HDK Eş Sözcüsü Uğurlu, ‘Şu an Türkiye bir açık hava hapishanesi. Şu an bütün toplum tecrit altında. İşçilere, barolara, sivil toplum kuruluşlarına yönelik baskıların hiçbiri İmralı’dan bağımsız değil’ dedi
Yurttaşların neredeyse her güne yeni bir gündem ile uyandığı Türkiye’de, özellikle ekonomik kriz ve Kovid-19 pandemisi aylardır süregelen sorunlardan. İktidarın yaşadığı siyasal krize bağlı olarak ortada uçuşan reform söylemleri, iktidar kanadından istifalar, siyasilere yönelik tehditler ve PKK Lideri Abdullah Öcalan’ın üzerindeki tecritin kalkması için başlayan açlık grevleri gibi bir dizi başlık yakıcılığını koruyor.
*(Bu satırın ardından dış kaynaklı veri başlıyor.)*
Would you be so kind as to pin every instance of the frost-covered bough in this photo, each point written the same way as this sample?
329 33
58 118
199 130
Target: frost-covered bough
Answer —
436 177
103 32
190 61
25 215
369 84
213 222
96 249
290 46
Halkların Demokratik Kongresi (HDK) Eş Sözcüsü İdil Uğur ile gündemde öne çıkan konuları Mezopotamya Ajansı’ndan (MA) Naci Kaya ile konuştu.
‘Emekçi ve işçiyi salgınla başbaşa bıraktı’
Mevcut iktidarın pandemi sürecini yönetme derdinde olmadığı tespitini, daha salgının ilk günlerde koyduklarını dile getiren Uğurlu, iktidarın emekçi ve işçiyi açlığa mahkum ederek, salgınla baş başa bıraktığını söyledi. Sermayeyi koruyarak toplumun geri kalanını önemsemeyen iktidarın, saklanan verilerle bunu bir başarı hikayesiymiş gibi gösterdiğini vurgulayan Uğurlu, İBB’nin İstanbul’a dair açıkladığı verilerin, daha ilk günden itibaren şeffaf olmayan Sağlık Bakanlığı’na ait verilerin doğru olmadığını açığa çıkardığını kaydetti.
Erdoğan’ın ‘Bilim Kurulu’nu suçlaması
Uğurlu, ‘Sürecin birinci sorumlusu Bilim Kurulu’dur’ sözlerini hatırlattığı Erdoğan’ın, sorumluluğu üzerinden atarak ateş topunu Bilim Kurulu’nun kucağına bıraktığını ve günah keçisi haline getirdiğini ifade etti.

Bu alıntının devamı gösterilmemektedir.